A Change in Perspective

Tom Grimes doesn't rewrite history in his memoir, 'Mentor' – he just understands it a little better now

A Change in Perspective
Photo by John Anderson

Tom Grimes wasn't having a great morning. On summer break from his job running Texas State University's well-regarded creative writing program, he'd returned home from travels to find his Internet down. Then he set the alarm off at the Katherine Anne Porter house, the historic home Grimes led the effort to preserve, and had to spend the first 10 minutes of our interview explaining the situation to two uniformed officers from the Kyle Police Department. Moments after I turned my recorder on, a guitar inexplicably crashed to the floor.
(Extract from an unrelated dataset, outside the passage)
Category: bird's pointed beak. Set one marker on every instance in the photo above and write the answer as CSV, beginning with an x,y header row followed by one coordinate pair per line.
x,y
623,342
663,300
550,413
Altogether a chaotic scene, in marked contrast to the calm – even serenity –he has achieved with the publication of his memoir, Mentor (Tin House).

Grimes was a thirtysomething struggling writer waiting tables in Key West when he was accepted to the Iowa Writers' Workshop at the University of Iowa, long the undisputed king of creative writing programs (Kurt Vonnegut, John Cheever, and Philip Roth all taught there, and Raymond Carver, John Irving, T.C. Boyle, and Joy Williams studied there). At Iowa, Grimes was taken under the wing of the workshop's director, Frank Conroy, a titanic figure both then, for his much-praised memoir Stop-Time, and later, as nurturer to some of the best American writers working today. Conroy took an especial liking to Grimes, comparing his writing to Don DeLillo's, and was convinced that Grimes' second novel, Season's End, which he completed at the workshop, would rocket his protégé to success. All signs pointed to yes –a bidding war, the comparison to DeLillo bandied about– but through a mix of happenstance, bad luck, and rushed decision-making, all of which Grimes details in Mentor, Season's End crashed and burned upon its release in 1996. Grimes defined himself by that book's failure, and he spent the next two decades grappling with severe depression and bouts of intense paranoia.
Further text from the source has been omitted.